With continuing stories of data breaches and misuse, this regulation is a relief to many consumers who felt their privacy was being invaded. While this is great news for individual’s privacy, within the EU, it will also have a tremendous impact on marketing and sales departments throughout the globe.

What are the basics of these regulations?

  • Before using any personal data (emails, name, etc.) permission must be obtained from the individual
  • This permission must be a voluntary opt-in (i.e. no pre-selected boxes on forms)
  • Companies must inform users for how long and for what reasons you’re collecting data (terms of services and cookies) and if any other third-parties will have access
  • User data cannot be later transferred to a third party
  • Profiling (retargeting) of collected data without opt-in consent will no longer be allowed
  • Must mention how consent can be withdrawn
  • The language for these statements must be unambiguous and use plain language (i.e. not full of legalese)
  • An organization will now have 72 hours to report any loss of data or breach

What Does that Mean for Marketers?

Most privacy policies, as well as terms of service, will need to be updated to comply with GDPR. The language will need to be simplified (removal of legal jargon) and cover what data is being collected as well as all of the intended use cases.

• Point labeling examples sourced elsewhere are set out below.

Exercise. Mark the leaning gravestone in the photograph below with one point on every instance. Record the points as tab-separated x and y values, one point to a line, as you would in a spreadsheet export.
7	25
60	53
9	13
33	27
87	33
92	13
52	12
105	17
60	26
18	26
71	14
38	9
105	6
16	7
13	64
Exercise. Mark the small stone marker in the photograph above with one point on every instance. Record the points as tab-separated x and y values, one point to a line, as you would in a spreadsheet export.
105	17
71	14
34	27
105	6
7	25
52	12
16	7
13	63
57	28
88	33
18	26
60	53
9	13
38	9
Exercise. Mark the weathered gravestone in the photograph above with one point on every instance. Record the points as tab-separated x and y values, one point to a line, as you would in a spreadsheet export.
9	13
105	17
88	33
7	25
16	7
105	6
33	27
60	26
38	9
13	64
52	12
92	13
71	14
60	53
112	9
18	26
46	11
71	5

For example, if you will use cookies for a Facebook remarketing pixel:

  • You will need to update your privacy policy to reflect this
  • Let website visitors know immediately upon landing on your site
  • Obtain opt-in consent to use their information in this manner

Importing third-party data and exporting social media contacts to update info on another social media platform, CRM or Marketing Automation Platform will now be illegal as will using “black magic” tools to find a contact’s email. Remarketing campaigns will also be limited as not to interfere with the new profiling regulations.

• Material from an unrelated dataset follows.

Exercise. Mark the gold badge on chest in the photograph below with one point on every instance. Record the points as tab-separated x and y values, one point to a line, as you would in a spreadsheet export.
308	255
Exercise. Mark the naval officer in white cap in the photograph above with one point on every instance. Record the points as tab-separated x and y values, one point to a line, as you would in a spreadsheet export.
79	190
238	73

Email and Search Engine Marketing (SEM) are no doubt taking a hit — social media will as well, but to a lesser extent. While this seems like a setback, GDPR does provide some opportunities for savvy marketers.

GDPR & Social Media

Because social media platforms require users to read and agree to their terms of service, they have opted-in, meaning the data they’ve provided to that platform is data they’ve voluntarily opted-in to share. The only caveat is, this data is platform specific; marketers cannot take data from, let’s say, LinkedIn to use for Facebook retargeting.

GDPR will not affect one-to-one communication and sharing on social. If an employee wants to directly engage with another user to promote a company message, they can freely do so.

GDPR & Employee Advocacy

It is not breaking news that organic reach on social has seen a massive decline. Many marketers pivoted and began to create more ads and boosted posts in response; unfortunately, GDPR regulations might affect these strategies. Savvy marketers will once again pivot strategies and employee advocacy is one way to remain completely compliant — as mentioned above, one-to-one communication is permitted.

Employee advocacy leverages the reach and network of your employees to connect with relevant audiences on social. While GDPR removes an organization’s ability to communicate with a prospect unless they opt-in, employees connecting with their network as part of an employee advocacy program will not be held to those restrictions.

Next Steps for Marketers

The most important next steps for marketers is to review and update privacy policies, terms & conditions, and opt-in forms. All of these materials need to reflect the ways in which you will be collecting and using this data. All marketing campaigns (SEM, social media, email, etc.) should be reviewed to ensure they are compliant.

Once the foundations of your marketing campaigns are GDPR compliant, it will then be time to experiment with other forms compliant marketing like employee advocacy. Adopting an employee advocacy program provides a way for organizations to still reach and engage with target audiences. Leveraging this ability and empowering employees to be brand advocates and share company content with their social network allows brands to continue generating new leads and creating new GDPR approved marketing touchpoints.